Aggregation would be more likely to impact on properties at the lower end of the market, where properties are more often developed and sold as a completed home.
Multiple purchases are undertaken because of land planning issues - many land developers encourage builders to make multiple purchases to ensure rapid turnover and for community planning purposes, with the benefits accruing to the ultimate purchasers, not the builders.
These properties are effectively part of the builder’s ‘trading stock’, with duty already payable by both the builder and the ultimate homebuyer.
Aggregation could distort commercial practice by forcing builders to change their business practice to reduce their duty liability.
The Chief Commissioner has determined that it would not be just and reasonable to aggregate dutiable transactions where a builder purchases more than one lot of vacant land (not comprising all of the lots in a deposited plan) for the purpose of building residential premises for on-sale to the public.
Multiple agreements, exchanged on the same date, for the purchase of land by the same purchaser from the same vendor will be aggregated under section 25 (1) unless the applicant lodges a statutory declaration stating that the land being purchased:
is vacant land;
does not comprise all of the lots in the deposited plan; and
is being purchased for the purpose of building residential premises for on-sale to the public.

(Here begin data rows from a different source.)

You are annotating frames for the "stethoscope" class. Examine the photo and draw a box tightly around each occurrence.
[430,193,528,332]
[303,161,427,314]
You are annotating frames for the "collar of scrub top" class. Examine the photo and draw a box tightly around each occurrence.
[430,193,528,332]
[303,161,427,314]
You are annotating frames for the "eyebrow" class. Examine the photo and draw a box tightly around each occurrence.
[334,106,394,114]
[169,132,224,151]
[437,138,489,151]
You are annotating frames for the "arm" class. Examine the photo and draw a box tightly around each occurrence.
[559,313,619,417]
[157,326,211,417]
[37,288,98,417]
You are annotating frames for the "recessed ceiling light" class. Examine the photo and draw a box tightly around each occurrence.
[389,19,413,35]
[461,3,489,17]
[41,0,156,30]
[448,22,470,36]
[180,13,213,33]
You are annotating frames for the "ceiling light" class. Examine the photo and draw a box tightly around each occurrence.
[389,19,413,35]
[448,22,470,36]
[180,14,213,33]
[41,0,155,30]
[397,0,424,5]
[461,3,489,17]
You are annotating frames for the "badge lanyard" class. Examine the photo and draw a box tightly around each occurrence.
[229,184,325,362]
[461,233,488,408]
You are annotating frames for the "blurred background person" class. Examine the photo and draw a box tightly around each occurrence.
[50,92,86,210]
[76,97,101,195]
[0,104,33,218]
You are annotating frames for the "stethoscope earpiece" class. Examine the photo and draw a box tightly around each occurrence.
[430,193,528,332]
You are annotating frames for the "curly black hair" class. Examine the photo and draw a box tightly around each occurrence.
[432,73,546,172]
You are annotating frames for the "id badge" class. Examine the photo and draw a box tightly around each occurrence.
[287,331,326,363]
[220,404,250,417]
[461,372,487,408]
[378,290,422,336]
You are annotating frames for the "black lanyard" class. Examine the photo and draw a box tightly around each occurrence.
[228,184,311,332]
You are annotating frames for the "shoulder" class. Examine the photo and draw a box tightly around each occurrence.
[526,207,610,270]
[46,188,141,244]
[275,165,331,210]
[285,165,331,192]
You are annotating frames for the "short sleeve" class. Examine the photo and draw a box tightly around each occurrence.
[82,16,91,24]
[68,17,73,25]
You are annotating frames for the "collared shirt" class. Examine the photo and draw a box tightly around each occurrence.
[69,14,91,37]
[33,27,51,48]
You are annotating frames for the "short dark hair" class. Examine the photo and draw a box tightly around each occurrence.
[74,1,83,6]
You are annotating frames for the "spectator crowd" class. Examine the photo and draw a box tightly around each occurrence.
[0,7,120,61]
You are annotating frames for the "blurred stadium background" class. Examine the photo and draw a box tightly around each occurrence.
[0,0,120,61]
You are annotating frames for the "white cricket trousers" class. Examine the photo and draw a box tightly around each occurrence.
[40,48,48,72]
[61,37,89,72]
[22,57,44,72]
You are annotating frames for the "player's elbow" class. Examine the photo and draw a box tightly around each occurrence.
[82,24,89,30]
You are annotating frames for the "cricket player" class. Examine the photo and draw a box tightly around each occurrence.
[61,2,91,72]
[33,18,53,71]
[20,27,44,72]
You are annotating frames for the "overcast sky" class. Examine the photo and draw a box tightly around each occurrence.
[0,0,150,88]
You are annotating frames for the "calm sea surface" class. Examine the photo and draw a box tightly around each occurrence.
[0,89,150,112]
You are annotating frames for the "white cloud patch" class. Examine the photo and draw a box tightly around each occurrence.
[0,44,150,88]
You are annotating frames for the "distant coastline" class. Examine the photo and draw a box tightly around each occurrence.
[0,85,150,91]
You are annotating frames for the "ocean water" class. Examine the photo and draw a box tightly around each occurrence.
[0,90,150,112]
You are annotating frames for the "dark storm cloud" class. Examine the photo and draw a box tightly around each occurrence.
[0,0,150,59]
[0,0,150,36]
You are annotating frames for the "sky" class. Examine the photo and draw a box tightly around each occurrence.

It is also common for a builder to buy one or more lots in a development, and after building houses and selling the properties, buy a further number of lots within a few months of the first purchase. At the time of the initial purchase, the later purchases were not contemplated by the parties (other than, perhaps, as an intention on the part of the purchaser to buy, if available, unspecified additional lots on an unspecified date). This satisfies the first two requirements of section 25 (1) (being the purchase within 12 months by the same purchaser). However, the Chief Commissioner accepts that transactions in these circumstances do not form ‘one arrangement’. Consequently, these transactions will not be aggregated.